Reading History: Mike Sacks

Authors share five books that have, in one way or another, influenced their lives and writing.


Mike Sacks, author of Your Wildest Dreams, Within Reason – a humor anthology that pokes fun at oddball characters and their idiosyncrasies – lists the five most influential books he’s read growing up.



Stuart Little, E.B. White (read at age eight)

A very strange book, and yet a very effective one. The character is a mouse born to human parents. There’s no great explanation for this, and yet it works. Many librarians and “experts” felt that kids would never accept such a notion, but they did and still do. One of my first favorites.

And just to prove that idiots still don’t understand anything that deviates from the norm in any way, the following is a recent reader comment left on Oh boy:

This book is one of the worst I’ve ever read! It is just useless and boring. I don’t understand why this was turned into a movie because it is just such a horrible book! So please don’t waste your time on it!

the Chronicles of Narnia books, C.S. Lewis (read at age ten)

I’ve always loved stories that take place in alternate realities; not necessarily on planets far, far away, but in worlds that co-exist with ours. I loved the fact that a child could walk into a wardrobe and emerge directly into another universe. This made a huge impact on me as a kid. What other strange worlds exist just beyond our reach? Truthfully, I read it again recently, and it didn’t work for me nearly as well. The Christian allusions sort of drove me crazy, but as a child, this book was incredibly important and influential to me.


The Shining, Stephen King (read at age fourteen)

There are very few books in which I can remember exactly where I was when I first read them. The Shining was the first adult horror book that I read and it was, and remains, one of the most frightening books I’ve ever experienced. The fact that the horror takes place from within rather than from without was a real influence. The danger comes not from outside of the house, but from the house itself, and from the child’s protector, his father. I read this book on the way from Maryland to Pittsburgh to visit relatives, and by the time we pulled into the city, I was slightly car sick and my head was spinning from the story’s images.

My first dream as a writer was to write horror stories. In some ways, I suppose what I write isn’t too different. The realities are just one shade off from our own and the characters are usually stuck in claustrophobic situations they’ll never escape from. This may be more frightening than any story involving a monster.


Without Feathers and Side Effects, Woody Allen (read at age sixteen)

Woody Allen is a master at both satire and parody, and there are very few humor books as good as these. The characters are strong and the style is very individualistic. I later became a huge fan of David Sedaris’s, who I think is brilliant. Sedaris writes what he wants, how he wants, without caring how many people read him. And because of that he has a huge following. He’s also an incredibly nice guy. I don’t there are any authors of his caliber who are as nice to his readers as he is. He’s a class act.

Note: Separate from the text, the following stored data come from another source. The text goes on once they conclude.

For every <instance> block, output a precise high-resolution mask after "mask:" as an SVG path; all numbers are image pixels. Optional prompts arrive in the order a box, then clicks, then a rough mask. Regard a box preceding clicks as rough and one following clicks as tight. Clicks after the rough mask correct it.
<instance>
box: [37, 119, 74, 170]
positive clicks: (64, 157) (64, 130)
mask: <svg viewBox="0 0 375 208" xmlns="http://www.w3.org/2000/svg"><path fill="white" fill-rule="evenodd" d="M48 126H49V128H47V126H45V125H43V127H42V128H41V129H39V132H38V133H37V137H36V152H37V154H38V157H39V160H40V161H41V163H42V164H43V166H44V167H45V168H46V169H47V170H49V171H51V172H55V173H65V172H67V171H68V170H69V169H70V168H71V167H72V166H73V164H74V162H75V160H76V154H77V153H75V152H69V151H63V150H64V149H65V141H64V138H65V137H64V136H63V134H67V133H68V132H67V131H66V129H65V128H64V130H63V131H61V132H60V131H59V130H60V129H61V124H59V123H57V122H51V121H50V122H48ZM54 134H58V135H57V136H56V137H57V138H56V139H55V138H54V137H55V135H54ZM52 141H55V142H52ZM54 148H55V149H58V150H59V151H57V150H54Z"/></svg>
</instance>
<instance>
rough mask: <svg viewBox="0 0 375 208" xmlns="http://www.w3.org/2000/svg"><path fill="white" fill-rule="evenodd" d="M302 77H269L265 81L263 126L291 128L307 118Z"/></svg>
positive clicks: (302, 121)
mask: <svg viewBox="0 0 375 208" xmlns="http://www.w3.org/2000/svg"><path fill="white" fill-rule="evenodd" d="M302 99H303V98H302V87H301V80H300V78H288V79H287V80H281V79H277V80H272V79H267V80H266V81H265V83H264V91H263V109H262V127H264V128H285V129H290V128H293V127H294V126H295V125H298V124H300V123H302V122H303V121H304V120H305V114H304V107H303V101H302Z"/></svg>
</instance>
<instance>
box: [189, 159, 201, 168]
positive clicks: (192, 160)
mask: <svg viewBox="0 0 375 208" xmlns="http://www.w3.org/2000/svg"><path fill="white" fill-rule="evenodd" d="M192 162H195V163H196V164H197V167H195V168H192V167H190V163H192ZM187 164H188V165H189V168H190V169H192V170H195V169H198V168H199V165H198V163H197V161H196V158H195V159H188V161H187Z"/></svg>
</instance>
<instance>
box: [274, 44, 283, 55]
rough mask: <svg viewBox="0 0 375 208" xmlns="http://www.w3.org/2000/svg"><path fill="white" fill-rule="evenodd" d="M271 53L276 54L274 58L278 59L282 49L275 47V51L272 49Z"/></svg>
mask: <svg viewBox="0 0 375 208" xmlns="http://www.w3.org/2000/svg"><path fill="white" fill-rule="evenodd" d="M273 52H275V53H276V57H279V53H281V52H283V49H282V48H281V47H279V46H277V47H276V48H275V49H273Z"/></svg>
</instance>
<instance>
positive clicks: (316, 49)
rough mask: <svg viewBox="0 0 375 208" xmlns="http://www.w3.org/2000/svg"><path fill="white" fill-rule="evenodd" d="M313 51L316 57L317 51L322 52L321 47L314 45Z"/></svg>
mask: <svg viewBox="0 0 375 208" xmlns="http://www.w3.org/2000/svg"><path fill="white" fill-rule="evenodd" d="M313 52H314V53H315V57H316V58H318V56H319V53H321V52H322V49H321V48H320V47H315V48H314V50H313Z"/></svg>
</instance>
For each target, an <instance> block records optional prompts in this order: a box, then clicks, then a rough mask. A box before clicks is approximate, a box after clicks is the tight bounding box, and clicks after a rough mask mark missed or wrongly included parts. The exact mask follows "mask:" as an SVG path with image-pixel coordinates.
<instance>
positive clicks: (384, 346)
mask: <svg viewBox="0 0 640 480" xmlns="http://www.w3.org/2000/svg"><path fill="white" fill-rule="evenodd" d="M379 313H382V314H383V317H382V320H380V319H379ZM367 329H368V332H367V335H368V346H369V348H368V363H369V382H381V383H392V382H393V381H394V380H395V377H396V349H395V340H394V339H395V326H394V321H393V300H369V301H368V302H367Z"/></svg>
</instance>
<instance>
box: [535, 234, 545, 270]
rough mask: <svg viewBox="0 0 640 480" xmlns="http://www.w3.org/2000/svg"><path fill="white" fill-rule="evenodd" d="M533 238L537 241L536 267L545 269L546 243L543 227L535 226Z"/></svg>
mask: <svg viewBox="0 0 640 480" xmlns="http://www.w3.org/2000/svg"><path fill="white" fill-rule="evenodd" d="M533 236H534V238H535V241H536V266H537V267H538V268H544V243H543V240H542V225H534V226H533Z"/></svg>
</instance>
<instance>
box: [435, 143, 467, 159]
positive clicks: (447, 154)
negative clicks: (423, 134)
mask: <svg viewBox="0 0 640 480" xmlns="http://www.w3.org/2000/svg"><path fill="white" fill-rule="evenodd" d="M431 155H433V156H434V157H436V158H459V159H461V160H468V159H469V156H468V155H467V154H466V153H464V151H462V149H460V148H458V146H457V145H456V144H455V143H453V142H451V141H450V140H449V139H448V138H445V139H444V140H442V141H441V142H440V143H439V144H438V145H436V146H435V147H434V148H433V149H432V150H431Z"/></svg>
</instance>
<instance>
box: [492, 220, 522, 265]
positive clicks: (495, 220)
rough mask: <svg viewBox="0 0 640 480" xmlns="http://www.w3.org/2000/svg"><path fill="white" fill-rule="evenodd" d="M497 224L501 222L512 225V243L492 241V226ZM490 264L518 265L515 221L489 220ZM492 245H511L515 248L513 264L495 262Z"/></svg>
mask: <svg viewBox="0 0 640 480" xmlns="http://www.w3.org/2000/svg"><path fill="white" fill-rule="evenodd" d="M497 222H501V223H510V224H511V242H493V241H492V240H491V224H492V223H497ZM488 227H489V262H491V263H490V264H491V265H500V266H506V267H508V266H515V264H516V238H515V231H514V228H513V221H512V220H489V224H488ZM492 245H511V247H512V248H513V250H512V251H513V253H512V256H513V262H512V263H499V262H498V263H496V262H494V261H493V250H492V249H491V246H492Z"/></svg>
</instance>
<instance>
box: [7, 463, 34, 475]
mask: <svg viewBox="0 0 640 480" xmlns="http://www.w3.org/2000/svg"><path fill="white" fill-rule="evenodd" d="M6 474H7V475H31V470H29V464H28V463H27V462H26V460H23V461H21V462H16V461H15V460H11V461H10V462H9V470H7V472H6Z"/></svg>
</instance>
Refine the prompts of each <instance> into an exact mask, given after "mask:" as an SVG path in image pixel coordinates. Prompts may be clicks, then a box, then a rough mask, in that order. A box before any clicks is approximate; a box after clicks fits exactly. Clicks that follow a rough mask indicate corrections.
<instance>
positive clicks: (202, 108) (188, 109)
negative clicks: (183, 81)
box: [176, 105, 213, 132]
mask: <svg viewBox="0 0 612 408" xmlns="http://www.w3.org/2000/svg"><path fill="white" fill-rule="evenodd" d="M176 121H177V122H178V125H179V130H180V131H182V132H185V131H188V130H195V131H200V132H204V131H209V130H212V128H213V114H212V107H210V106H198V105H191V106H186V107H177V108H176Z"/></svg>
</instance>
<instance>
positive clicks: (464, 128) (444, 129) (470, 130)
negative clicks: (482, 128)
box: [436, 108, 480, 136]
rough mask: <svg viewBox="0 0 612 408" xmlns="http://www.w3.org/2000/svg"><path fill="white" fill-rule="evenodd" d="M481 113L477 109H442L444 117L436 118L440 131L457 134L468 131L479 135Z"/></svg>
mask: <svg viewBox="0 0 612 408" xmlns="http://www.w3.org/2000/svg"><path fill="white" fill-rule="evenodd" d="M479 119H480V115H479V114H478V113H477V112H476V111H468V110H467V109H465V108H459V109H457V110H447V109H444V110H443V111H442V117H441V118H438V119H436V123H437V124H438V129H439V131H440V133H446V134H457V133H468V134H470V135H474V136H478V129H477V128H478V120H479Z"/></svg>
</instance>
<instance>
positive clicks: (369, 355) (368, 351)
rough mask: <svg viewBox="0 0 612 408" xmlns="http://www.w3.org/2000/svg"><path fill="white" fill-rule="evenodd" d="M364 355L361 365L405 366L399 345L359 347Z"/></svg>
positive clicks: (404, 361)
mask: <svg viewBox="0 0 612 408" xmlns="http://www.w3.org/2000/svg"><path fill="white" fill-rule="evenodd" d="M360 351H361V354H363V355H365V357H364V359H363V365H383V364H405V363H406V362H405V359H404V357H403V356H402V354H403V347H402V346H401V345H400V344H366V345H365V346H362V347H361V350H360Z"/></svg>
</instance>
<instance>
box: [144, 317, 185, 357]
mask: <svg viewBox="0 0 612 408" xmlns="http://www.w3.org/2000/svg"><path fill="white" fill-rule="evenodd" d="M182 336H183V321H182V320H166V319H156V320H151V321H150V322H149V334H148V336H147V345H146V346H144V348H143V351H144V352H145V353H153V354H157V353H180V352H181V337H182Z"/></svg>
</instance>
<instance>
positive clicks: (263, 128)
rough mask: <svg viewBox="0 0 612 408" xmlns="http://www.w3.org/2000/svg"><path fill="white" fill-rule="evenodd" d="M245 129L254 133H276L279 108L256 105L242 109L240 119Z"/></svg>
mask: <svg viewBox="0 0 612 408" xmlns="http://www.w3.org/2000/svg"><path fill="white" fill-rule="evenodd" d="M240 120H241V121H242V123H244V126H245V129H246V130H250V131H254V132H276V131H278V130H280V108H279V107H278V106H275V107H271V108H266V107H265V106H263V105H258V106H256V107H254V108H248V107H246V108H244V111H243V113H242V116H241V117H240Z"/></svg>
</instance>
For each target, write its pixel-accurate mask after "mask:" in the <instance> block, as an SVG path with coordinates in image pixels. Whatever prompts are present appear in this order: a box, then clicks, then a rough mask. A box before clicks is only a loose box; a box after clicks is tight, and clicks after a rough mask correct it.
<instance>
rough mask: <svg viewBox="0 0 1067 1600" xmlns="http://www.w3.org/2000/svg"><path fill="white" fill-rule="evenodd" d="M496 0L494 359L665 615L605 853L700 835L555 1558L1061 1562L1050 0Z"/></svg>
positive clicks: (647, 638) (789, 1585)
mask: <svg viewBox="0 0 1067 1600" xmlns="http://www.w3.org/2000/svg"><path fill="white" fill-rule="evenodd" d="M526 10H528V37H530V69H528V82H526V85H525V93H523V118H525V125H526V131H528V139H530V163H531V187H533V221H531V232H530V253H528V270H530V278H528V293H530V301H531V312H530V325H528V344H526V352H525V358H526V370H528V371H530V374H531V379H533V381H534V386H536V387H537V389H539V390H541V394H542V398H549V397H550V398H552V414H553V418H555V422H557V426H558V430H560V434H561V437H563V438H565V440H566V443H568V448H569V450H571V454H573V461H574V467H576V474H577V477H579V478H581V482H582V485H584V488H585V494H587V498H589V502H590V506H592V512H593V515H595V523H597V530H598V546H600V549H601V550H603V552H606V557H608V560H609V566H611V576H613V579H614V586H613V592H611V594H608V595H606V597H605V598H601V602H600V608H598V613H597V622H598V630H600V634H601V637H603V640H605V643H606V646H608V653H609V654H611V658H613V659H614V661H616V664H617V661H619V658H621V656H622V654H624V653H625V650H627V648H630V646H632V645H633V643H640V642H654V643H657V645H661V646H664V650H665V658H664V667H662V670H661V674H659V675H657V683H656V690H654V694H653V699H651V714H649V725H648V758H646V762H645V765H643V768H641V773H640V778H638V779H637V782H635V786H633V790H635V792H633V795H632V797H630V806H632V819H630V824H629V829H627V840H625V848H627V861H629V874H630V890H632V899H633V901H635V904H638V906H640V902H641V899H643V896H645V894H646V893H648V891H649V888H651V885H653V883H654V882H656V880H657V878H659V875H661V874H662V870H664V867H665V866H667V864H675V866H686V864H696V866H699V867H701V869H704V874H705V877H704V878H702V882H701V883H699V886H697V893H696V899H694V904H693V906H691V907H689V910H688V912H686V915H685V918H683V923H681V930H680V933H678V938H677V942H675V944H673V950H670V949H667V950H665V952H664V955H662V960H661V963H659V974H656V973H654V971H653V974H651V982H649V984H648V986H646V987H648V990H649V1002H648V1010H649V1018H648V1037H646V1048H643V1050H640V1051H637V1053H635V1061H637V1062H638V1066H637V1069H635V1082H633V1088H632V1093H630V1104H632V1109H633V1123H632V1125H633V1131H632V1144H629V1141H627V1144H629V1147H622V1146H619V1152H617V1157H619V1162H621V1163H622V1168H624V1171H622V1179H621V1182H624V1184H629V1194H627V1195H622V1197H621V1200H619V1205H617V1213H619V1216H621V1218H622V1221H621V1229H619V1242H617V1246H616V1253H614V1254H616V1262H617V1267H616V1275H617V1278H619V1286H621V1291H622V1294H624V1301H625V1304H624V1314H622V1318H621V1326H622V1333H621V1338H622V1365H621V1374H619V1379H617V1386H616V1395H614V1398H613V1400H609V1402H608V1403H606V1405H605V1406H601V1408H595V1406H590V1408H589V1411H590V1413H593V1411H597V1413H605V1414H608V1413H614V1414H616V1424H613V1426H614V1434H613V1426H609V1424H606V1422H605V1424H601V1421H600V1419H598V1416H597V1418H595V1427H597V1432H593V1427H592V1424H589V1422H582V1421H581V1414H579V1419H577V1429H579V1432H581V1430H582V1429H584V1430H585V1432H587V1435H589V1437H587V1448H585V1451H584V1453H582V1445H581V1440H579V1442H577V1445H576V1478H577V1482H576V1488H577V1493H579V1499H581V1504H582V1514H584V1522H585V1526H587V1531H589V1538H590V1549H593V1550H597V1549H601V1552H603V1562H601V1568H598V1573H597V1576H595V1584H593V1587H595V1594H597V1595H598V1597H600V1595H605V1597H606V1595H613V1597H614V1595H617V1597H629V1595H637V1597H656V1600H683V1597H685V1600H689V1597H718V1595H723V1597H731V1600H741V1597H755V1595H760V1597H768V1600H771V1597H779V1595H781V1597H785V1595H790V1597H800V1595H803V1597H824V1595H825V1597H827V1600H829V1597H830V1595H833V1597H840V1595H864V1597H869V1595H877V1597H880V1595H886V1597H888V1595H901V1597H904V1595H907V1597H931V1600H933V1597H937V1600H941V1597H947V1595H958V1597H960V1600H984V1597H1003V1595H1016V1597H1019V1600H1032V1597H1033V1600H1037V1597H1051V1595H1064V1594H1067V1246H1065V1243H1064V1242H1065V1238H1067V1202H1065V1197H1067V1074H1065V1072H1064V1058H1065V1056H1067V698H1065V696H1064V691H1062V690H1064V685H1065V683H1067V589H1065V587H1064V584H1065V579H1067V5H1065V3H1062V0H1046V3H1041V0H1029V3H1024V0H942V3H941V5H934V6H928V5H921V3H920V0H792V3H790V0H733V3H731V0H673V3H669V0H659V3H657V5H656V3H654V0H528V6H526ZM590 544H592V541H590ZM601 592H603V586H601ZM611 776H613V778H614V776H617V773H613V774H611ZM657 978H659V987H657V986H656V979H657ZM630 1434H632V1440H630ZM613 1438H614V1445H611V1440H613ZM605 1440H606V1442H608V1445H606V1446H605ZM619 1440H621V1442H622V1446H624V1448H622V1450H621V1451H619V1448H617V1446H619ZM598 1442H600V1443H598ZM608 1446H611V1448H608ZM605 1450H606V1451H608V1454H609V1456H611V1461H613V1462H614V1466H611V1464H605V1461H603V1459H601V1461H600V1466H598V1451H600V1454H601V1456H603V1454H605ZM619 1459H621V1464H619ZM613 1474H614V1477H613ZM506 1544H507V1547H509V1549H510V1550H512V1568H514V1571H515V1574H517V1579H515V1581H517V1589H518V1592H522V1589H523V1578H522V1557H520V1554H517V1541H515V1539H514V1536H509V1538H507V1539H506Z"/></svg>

The Complete Stories of Richard Yates, Richard Yates (read at age eighteen)

These are dark, dark stories, filled with unhappy characters who never achieve the aspirations they once dreamed about. Not sure why this appealed to me as an 18-year-old, but I suppose that I too was frightened of living an unhappy life without ever achieving my dreams. I read Revolutionary Road recently, and it affected me differently than it did when I was a kid. There’s nothing sadder or more horrifying than living a life of failed hopes and dreams, I suppose. But all of us have to reconcile with that at one time or another. Yates wrote about this better than anyone, with the exception perhaps of Patricia Highsmith. If you haven’t read either of these writers, do so immediately. The end.